Exactly! To take it a step further, why should this unneccecary button be on my screen when I can just press ESC, it would be much better to make the topbar optional, and at the very least, when developers can add stuff to it, make the roblox and chat button optional, and allow us to move certain stuff to the hamburger menu (vc, experience chat)
I feel like players should have control over this to an extent, because, well
The old bar was predictable and static, allowing any developer to freely use the top space however they wished. However, with the recent updates they have ruined pretty much everything about this. I’m thinking of making a whole discussion post about this with all the points from many people.
Most games don’t allow mobile users which means “tap targets” makes no sense. And games adapt their UI to work on Console, which has no roblox icon, so theres no reason we can’t swap out the UI on mobile to fit an icon (which we already do)
I love the idea! And I’m honestly looking forward to it’s official release.
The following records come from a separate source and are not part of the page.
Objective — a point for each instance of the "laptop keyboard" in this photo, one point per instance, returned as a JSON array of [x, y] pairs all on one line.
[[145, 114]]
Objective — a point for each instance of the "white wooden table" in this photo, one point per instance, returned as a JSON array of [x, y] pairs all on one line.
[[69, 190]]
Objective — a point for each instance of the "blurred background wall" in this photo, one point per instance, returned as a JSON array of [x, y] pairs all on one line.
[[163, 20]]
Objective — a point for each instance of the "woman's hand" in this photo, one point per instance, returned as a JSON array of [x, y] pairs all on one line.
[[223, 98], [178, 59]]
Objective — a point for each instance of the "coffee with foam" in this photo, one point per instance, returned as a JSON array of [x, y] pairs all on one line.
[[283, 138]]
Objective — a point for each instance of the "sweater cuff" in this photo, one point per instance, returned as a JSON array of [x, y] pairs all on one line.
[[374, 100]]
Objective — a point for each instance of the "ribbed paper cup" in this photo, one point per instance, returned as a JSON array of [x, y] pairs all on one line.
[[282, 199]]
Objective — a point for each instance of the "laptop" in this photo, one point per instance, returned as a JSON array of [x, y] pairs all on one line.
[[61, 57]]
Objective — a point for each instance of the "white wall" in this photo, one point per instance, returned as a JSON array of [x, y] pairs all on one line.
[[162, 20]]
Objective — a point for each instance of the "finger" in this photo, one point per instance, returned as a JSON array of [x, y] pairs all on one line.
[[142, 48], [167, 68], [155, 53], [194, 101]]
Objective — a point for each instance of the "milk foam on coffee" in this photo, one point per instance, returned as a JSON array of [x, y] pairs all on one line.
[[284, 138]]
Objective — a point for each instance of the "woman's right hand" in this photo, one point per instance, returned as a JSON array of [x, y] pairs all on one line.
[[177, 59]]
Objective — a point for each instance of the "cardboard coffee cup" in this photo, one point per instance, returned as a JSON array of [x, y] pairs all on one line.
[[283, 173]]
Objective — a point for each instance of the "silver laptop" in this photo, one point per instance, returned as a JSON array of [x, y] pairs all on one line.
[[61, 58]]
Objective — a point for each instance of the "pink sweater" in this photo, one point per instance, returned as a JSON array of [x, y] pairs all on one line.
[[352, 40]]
But, I would rather see the Platform Text Chat button under the Drop Down Menu compared to the Top Bar App.
I do have a question about this; Is text between users going to be filtered with this feature?
Would disabling Enum.CoreGuiType.Chat disable both types of chat, or will there be an entirely new API or something? Please make sure there is a way for the developer to disable this.
EDIT: It looks like there’s currently no way to disable this.
Should definitely be in the hamburger menu. Maybe this decision will make more sense once Party is rolled out, but I’d always expect the main chat button to open chat for the current experience; this just feels confusing having two main chat buttons right next to each other.
And also, I never use platform chat. I obviously can’t speak for everyone here, but I personally don’t want something that I never use to always be right there in front of me; at least in the hamburger menu it’s out of the way.
Cool, more forced UI that I can’t do anything about…
It’d be nice if we could redesign these notifications to fit our experience’s UI. There’s already plenty of notifications that can be received in-game (friend joined you, you joined friend, friend invited you, friend called you, etc.)
Something as simple as StarterGui:SetCoreGuiEnabled(Enum.CoreGuiType.Notifications, false), and then some new event like Player.CoreNotificationReceived or whatever, which fires with information about the notification that was received so we could trigger our own custom notification UI. (just a quick example)
This is probably unlikely to happen, but I’m just really not a fan of all these forced UI changes over the last year.
as much as it sounds like an awesome idea to be able to make a custom UI for notifications, I’m not so sure that giving developers access to all the notifications a player may receive is a great idea… sounds like a recipe for easy privacy violations.
For me it is in the hamburger menu is this for everyone so or because if you have voice chat enabled on small screens the Topbar ui will overlap if there’s a extra button
Adding two chat icons for two chat features next to each other is indeed a little stupid when you can merge them together under the same icon for example. An alternative could be to make two subicons under the same original chat icon. One called “Game” or “Server” and the other one called “Friends” maybe. In this example you would avoid using images for the subicons to minimise confusion.